Frequently Asked Questions (FAQs)

Q: How does electronic configuration relate to the concept of quantum numbers?
A:
Electronic configuration is directly related to quantum numbers, which describe the energy, angular momentum, magnetic moment, and spin of electrons in an atom. The arrangement of electrons in various orbitals is determined by these quantum numbers, following specific rules and principles.
Q: Why do some elements have anomalous electronic configurations, and what are the implications?
A:
Some elements have anomalous configurations due to the increased stability of half-filled or fully filled subshells. This can lead to unexpected chemical properties and reactivity, as seen in elements like copper and chromium, which have one electron in their outermost s-orbital instead of two.

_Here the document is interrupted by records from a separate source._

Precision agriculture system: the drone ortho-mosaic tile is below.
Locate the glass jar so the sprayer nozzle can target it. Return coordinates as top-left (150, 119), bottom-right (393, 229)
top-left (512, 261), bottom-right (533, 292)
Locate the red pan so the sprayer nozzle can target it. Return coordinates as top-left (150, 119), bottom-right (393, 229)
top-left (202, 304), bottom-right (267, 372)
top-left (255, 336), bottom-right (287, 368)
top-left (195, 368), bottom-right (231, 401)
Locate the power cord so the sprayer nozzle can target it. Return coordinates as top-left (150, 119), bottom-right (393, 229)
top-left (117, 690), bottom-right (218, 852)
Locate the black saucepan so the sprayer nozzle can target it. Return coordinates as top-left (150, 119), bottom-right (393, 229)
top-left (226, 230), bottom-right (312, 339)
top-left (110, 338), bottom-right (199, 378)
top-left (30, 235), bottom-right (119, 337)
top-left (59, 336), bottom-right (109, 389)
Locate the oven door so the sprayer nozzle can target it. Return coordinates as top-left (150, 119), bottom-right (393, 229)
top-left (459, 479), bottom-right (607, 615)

Q: What is the connection between electronic configuration and an element's melting and boiling points?
A:
Electronic configuration influences melting and boiling points by determining the strength of interatomic forces. Elements with more valence electrons or stronger metallic bonds (due to delocalized electrons) tend to have higher melting and boiling points.
Q: How does electronic configuration relate to the concept of electronegativity?
A:
Electronic configuration relates to electronegativity by determining an atom's ability to attract shared electrons. Elements with nearly full valence shells and small atomic radii tend to have high electronegativity due to their strong attraction for electrons.

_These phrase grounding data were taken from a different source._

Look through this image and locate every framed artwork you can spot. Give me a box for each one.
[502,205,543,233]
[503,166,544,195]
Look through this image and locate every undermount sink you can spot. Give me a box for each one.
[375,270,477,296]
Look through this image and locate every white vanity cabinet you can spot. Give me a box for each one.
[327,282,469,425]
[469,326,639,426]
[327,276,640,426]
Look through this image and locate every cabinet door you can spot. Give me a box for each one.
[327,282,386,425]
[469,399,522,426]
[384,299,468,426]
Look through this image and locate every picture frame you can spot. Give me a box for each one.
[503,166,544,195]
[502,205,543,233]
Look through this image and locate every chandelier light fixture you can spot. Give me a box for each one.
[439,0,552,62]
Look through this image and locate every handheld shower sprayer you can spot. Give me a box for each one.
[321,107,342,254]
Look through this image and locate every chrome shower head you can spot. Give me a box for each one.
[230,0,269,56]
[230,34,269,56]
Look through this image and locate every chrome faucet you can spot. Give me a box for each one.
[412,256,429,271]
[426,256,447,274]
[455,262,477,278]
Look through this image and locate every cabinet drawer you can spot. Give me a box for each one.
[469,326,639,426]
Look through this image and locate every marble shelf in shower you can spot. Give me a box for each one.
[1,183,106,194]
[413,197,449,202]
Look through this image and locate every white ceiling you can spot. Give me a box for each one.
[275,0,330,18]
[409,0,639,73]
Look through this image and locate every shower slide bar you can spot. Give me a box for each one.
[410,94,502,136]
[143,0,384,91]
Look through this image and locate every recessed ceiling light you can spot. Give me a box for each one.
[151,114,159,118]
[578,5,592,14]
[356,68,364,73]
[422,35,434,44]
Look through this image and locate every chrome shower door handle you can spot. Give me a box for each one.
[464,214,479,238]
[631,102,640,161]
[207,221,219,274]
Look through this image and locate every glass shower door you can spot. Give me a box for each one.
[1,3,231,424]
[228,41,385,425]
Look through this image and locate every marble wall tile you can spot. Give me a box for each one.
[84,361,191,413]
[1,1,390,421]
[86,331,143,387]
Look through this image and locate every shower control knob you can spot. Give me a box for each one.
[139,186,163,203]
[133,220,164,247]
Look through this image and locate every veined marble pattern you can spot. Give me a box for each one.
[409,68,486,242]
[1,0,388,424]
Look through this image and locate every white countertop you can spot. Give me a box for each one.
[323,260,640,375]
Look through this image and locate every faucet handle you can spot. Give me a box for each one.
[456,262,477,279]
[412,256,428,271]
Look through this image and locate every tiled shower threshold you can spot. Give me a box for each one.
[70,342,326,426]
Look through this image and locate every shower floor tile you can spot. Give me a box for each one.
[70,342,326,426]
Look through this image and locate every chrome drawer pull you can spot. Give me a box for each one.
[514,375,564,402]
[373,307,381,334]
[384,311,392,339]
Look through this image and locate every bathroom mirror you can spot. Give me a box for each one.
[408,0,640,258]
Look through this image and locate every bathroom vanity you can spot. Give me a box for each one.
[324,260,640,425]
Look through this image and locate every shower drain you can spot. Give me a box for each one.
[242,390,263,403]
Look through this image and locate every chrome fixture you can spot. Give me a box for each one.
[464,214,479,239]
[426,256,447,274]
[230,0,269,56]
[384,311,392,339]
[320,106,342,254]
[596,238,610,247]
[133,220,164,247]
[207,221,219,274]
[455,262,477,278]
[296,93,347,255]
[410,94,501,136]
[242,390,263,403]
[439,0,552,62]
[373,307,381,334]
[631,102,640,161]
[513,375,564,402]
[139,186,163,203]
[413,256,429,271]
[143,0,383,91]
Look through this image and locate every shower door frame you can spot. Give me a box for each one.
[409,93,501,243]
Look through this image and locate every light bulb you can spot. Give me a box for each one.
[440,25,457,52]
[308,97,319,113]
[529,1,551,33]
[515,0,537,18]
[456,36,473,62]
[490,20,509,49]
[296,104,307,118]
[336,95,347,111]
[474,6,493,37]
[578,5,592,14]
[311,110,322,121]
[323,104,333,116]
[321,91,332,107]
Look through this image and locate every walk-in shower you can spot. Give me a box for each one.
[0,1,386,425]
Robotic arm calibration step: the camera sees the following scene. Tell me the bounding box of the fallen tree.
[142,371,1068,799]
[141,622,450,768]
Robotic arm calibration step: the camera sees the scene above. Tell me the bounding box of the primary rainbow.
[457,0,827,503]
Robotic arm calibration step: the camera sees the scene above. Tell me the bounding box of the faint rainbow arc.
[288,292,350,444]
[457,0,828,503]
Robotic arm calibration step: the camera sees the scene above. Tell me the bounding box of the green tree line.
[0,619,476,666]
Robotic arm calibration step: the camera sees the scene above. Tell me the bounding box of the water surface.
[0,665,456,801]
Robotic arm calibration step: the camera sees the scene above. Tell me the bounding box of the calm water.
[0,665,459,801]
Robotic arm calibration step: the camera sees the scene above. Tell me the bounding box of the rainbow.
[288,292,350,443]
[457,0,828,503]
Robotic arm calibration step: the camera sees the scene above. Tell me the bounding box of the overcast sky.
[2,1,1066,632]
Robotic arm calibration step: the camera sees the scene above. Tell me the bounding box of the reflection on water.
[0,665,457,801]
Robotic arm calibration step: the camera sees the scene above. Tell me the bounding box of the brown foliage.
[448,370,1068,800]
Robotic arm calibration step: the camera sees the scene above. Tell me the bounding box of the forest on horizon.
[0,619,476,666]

Q: Why do some elements violate the Aufbau principle in their ground state electronic configuration?
A:
Some elements violate the Aufbau principle due to the extra stability gained from having half-filled or fully filled subshells, particularly in d and f orbitals. This can lead to unexpected electron arrangements that are more energetically favorable.

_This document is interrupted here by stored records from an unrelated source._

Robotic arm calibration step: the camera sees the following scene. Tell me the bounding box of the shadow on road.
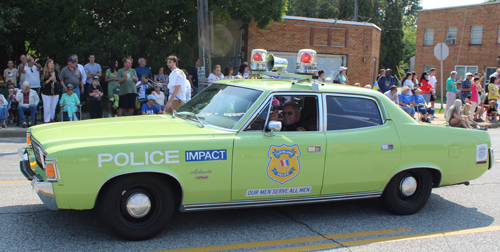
[0,191,493,250]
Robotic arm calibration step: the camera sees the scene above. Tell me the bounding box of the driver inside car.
[269,102,307,131]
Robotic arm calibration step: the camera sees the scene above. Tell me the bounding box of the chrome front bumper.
[18,148,58,211]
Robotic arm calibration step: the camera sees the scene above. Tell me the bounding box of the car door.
[231,93,326,201]
[322,94,401,195]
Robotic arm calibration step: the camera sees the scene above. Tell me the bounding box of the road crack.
[277,208,352,251]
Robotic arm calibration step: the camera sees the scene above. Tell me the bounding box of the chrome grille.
[31,137,46,170]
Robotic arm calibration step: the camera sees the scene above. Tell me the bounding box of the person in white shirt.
[428,68,438,114]
[19,56,42,95]
[16,81,39,127]
[182,69,192,102]
[208,65,224,84]
[165,55,186,114]
[151,84,166,110]
[401,72,414,93]
[135,74,153,100]
[224,66,234,80]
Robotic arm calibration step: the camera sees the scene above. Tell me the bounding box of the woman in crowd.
[151,83,166,110]
[318,70,325,82]
[154,66,168,87]
[334,66,348,84]
[224,66,234,80]
[208,65,224,84]
[60,84,81,121]
[41,59,60,123]
[0,92,8,128]
[446,99,482,129]
[419,72,434,103]
[87,76,103,119]
[401,72,414,91]
[105,60,119,117]
[470,73,485,122]
[237,62,249,79]
[6,81,17,124]
[412,72,419,87]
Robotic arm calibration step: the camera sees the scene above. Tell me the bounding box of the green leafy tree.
[1,0,287,71]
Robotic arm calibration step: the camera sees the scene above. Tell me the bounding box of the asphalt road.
[1,131,500,252]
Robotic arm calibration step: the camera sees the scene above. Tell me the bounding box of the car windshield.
[176,84,263,129]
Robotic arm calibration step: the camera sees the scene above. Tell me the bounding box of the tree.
[1,0,288,70]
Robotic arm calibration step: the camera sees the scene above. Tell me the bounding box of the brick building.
[244,16,381,86]
[415,2,500,96]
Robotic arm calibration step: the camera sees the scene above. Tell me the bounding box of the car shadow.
[0,192,494,250]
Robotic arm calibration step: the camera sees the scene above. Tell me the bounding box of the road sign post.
[434,43,449,110]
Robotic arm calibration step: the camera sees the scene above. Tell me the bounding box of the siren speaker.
[265,54,288,72]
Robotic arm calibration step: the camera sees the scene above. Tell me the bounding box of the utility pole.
[197,0,210,83]
[354,0,359,22]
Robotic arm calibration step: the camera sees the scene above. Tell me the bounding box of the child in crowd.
[487,100,498,122]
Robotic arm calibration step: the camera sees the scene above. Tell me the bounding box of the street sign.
[434,43,449,60]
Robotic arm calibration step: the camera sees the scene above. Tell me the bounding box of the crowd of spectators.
[0,53,257,127]
[1,52,500,130]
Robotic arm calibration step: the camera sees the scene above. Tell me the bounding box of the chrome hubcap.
[400,176,417,196]
[126,193,151,218]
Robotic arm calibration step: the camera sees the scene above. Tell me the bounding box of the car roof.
[216,79,383,97]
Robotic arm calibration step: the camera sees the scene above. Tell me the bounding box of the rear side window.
[326,96,383,131]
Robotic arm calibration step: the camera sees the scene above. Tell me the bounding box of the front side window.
[424,29,434,46]
[470,26,482,45]
[177,84,262,129]
[246,95,319,132]
[326,96,382,131]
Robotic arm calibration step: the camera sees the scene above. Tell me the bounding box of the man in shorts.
[116,59,138,116]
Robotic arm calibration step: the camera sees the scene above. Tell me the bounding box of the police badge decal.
[267,144,301,184]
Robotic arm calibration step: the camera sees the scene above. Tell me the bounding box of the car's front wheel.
[380,169,432,215]
[98,174,174,240]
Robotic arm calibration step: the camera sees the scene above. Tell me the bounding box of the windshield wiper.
[175,111,205,128]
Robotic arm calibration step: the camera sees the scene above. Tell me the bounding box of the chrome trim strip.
[31,177,58,211]
[181,191,381,212]
[322,93,387,132]
[489,147,494,170]
[95,171,184,209]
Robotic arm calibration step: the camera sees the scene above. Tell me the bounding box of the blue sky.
[421,0,486,10]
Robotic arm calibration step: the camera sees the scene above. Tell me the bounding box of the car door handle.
[307,146,322,152]
[381,144,394,150]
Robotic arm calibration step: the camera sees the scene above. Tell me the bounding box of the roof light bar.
[250,49,268,71]
[295,49,318,75]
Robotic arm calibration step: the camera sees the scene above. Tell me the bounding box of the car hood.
[29,115,233,153]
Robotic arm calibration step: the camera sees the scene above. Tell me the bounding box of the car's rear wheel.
[98,174,174,240]
[380,169,432,215]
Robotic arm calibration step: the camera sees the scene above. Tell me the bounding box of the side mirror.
[266,120,282,136]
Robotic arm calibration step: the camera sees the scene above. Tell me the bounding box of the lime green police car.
[18,49,494,241]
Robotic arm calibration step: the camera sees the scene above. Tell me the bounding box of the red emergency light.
[253,53,262,62]
[301,53,312,63]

Q: How does electronic configuration explain the formation of molecular orbitals?
A:
Electronic configuration forms the basis for molecular orbital theory. When atoms combine, their atomic orbitals overlap to form molecular orbitals. The number and type of orbitals involved depend on the electronic configurations of the combining atoms.
Q: What is the significance of the noble gas core in writing electronic configurations?
A:
The noble gas core notation simplifies writing electronic configurations by using the symbol of the previous noble gas in brackets, followed by the remaining electron configuration. This shorthand emphasizes the valence electrons, which are most important for chemical behavior.
Q: Why do some elements form multiple bonds, and how is this related to their electronic configuration?
A:
Some elements form multiple bonds due to their electronic configuration allowing for the sharing of more than one pair of electrons. This is common in elements like carbon, nitrogen, and oxygen, which can form double or triple bonds to achieve stable octet configurations.
Q: How does electronic configuration explain the diamagnetic or paramagnetic nature of elements?
A:
Electronic configuration determines whether an element is diamagnetic or paramagnetic based on the presence of unpaired electrons. Atoms with all paired electrons are diamagnetic, while those with unpaired electrons are paramagnetic due to their magnetic moments.
Q: What is the relationship between electronic configuration and the formation of ionic compounds?
A:
Electronic configuration guides ionic compound formation by showing how atoms can gain or lose electrons to achieve stable noble gas configurations. Metals tend to lose electrons to form cations, while non-metals gain electrons to form anions, based on their valence electron arrangements.